The Monument Course at Troon North

Posted on: December 19th, 2011 by Peter Kessler No Comments

I’ve had a chance to play a good number of Tom Weiskopf tracks and every one is a sheer delight and not in a predictable way, which is good.  One of the special characteristics of Tom’s courses is that you get the sense you could shoot your best round ever on one of them.  Or your worst.  And like every other of his courses, Monument reminds that apart from the playing of the game,  a golf course can be a beautiful place to be.

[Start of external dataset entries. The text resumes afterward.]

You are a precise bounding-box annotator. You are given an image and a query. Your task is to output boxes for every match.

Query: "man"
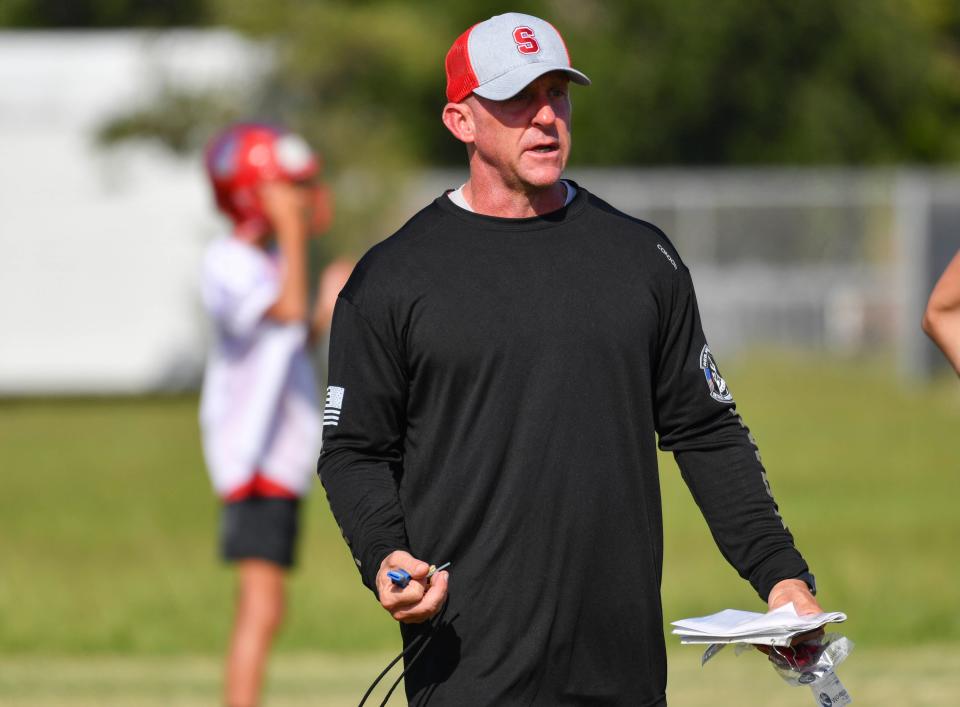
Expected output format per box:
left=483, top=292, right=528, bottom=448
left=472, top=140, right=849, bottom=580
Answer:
left=319, top=13, right=819, bottom=706
left=200, top=123, right=330, bottom=707
left=923, top=251, right=960, bottom=375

The trouble is of course to your right and left, not in front of you, so if you keep your ball in front of you and hit some greens in regulation, you will have makable birdie putts.  Weiskopf believes in birdie putts, holeable birdie putts!

And he believes in greens that are open in front and give you a chance to run your ball up or face chips that present fascinating problems, all of them resolvable.  And he believes in drivable par 4’s.

Now drivable par 4’s means drivable if you are very long and very straight.  If you are a 240 hitter then you lay up to the fattest portion of the fairway possible to be sure of a pitch of the easiest variety in theory, but short pitches can be treacherous if you misjudge distance or trajectory.

Playing the Monument Course with it’s generous scoring nature, I’m reminded of what legendary designer AW Tillinghast said about a course that no one had broken par on.  “What’s wrong with it?” he asked.

In the case of The Monument Course at Troon North, nothing.  Nothing at all.